Security forces elites reportedly seemed reluctant to openly bring perpetrators to criminal court, but instead only imposed “lenient administrative sanctions”, lending impunity to soldiers and officers with violent mentalities.

The minimal media exposure at local levels also contributed to the increase in rights abuses in remote areas, Ifdhal said. “The dearth of exposure and absence of fair punishment has resulted in freedom to abuse their power.”

Among regions with high numbers of human rights abuse committed by officers included Papua, Kalimantan, Aceh, North Sumatra, Riau, and South Sulawesi, the commission reported.

“Those regions are home to lucrative mining and plantation businesses. The financial magnitude in these sectors adds to the lack of human rights awareness of local officials, which contributes to a high number of human rights violations, usually by police and military officers,” Ifdhal said.

For example, small budget allocations for the police have led to justifications for officers accepting “security jobs” from plantation or mining companies. These “side jobs” often led to conflicts with civilians and indigenous communities.

Komnas HAM also highlighted rampant violence against Ahmadiyah followers across Indonesia. “Most of the cases were reported to the police, but they did not stop the violence properly. The police seem to justify actions to burn Ahmadiyah’s houses of worship and attack its followers,” Ifdhal said.

Komnas HAM member Syafruddin Ngulma Simeulue said people frequently complained that they actually lost the feeling of safety because of the police’s presence. “It’s an irony. The police should be a guarantee of safety for the people, not the opposite,” he said.

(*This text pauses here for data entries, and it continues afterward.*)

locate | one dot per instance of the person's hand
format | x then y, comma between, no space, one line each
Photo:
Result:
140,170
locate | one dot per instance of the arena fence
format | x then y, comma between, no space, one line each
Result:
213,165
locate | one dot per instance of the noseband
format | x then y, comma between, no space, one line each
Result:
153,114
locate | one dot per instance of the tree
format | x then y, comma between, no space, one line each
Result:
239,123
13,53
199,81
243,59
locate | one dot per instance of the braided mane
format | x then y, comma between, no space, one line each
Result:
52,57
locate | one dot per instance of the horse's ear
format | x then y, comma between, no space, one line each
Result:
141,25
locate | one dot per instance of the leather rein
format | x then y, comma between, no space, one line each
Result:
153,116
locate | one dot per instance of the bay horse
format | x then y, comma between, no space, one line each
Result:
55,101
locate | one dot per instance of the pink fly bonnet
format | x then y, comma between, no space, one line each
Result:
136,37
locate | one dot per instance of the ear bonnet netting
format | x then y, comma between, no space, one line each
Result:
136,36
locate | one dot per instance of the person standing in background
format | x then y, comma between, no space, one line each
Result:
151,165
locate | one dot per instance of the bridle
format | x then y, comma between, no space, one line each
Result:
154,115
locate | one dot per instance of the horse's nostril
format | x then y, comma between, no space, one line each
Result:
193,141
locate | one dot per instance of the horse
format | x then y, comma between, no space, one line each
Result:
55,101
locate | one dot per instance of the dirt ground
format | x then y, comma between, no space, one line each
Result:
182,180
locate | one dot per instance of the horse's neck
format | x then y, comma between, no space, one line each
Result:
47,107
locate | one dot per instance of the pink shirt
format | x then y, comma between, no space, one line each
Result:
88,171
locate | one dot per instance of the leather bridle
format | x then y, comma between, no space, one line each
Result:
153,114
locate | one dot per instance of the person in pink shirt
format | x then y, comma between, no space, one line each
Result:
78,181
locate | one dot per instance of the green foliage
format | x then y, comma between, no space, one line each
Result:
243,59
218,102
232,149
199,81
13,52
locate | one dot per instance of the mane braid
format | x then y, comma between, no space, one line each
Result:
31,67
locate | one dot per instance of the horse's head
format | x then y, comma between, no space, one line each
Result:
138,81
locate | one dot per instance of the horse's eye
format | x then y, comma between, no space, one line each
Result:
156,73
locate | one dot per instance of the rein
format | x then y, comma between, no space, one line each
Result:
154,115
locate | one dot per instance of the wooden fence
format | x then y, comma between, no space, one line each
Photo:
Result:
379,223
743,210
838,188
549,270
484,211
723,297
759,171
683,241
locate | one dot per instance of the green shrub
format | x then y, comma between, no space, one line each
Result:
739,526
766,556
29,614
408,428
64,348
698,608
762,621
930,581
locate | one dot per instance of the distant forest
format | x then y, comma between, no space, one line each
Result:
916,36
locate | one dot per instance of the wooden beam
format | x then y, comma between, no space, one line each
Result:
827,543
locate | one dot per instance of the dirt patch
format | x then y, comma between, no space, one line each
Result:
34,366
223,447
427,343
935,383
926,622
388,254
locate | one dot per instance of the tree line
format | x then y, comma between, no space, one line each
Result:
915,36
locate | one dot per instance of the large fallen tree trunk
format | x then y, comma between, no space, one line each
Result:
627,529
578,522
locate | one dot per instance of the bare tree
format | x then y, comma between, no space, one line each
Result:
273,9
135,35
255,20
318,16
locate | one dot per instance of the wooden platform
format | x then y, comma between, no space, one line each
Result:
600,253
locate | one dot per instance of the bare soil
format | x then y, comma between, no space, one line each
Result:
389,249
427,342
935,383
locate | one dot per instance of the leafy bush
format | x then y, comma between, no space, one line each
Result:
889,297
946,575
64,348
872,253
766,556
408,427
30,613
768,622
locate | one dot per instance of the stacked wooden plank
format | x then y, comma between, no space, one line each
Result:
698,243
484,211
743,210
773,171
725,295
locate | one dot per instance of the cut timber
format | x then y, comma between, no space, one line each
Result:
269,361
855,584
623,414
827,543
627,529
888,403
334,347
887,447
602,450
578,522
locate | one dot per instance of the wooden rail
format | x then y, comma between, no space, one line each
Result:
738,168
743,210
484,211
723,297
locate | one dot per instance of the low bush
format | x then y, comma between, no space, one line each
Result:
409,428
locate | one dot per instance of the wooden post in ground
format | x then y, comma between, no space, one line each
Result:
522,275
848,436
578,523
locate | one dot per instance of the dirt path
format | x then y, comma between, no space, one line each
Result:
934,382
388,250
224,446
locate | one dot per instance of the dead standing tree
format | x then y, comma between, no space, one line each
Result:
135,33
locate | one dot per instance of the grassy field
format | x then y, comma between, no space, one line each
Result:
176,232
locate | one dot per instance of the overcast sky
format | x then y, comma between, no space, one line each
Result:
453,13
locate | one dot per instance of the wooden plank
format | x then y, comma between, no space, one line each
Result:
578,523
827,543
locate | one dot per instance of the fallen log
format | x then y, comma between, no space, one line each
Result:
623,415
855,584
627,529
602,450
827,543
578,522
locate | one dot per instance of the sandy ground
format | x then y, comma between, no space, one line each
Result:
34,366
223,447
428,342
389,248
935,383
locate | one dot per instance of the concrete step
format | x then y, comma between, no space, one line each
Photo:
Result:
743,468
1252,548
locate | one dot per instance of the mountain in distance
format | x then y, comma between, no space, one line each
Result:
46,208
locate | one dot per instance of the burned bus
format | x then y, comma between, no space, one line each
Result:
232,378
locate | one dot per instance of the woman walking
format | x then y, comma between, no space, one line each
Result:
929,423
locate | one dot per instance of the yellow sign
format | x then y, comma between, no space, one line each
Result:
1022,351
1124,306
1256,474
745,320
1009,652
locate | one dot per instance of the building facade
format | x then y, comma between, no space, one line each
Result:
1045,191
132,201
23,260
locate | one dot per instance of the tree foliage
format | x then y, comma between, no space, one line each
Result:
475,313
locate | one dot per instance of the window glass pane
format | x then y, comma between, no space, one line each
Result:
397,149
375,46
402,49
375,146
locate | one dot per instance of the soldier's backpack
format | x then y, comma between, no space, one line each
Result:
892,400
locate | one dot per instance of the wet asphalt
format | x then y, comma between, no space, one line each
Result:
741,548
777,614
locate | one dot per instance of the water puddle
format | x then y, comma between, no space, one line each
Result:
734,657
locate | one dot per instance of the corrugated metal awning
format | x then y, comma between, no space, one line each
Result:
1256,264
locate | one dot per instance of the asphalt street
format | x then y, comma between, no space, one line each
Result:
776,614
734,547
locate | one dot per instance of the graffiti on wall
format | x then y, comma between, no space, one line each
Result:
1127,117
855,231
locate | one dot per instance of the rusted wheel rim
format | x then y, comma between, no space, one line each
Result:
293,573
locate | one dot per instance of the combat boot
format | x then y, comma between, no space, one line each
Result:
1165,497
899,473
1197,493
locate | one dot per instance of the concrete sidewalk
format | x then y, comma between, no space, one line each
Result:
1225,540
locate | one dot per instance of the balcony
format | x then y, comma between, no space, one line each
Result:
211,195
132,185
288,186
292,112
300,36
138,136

National Commission for Missing Persons and Victims of Violence (Kontras) deputy coordinator Indria Fernida recalled a torture case by military officers in Papua in October, which had drawn international attention.

Under global pressure, President Susilo Bambang Yudhoyono quickly responded to the revelation by ordering an open trial of the perpetrators.

A Papua-based military court, however, tried different perpetrators of a different violation; abuse much milder than the actions depicted on the infamous YouTube video. The three military soldiers, found guilty of kicking and beating 30 residents, were sentenced to five months imprisonment.

President Yudhoyono has not responded to the outcry from human rights NGOs, such as Human Rights Watch, which decried the fact that the court failed to try the perpetrators in the video showing horrific crimes against Tunaliwor Kiwo, a farmer shown in the video having his genital scorched by soldiers using burning bamboo sticks.

“We have never seen any real intention by the government to stop human rights violations, particularly those committed by [security] officials,” Indria said.

United Nations Secretary General Ban Ki-moon dedicated this year’s International Human Rights Day to defenders of human rights, including civil society organizations, journalists and individuals.

“Human rights defenders share a commitment to expose wrongdoing, protect the most vulnerable and end impunity. They play a vital role in the fight against discrimination, investigate violations and help victims gain justice and support,” he said in a statement.

Indria applauded the statement, which she deemed as an “admission of the importance of civil society in promoting human rights, particularly in countries like Indonesia whose administrations are weak in promoting human rights and responding to violations.”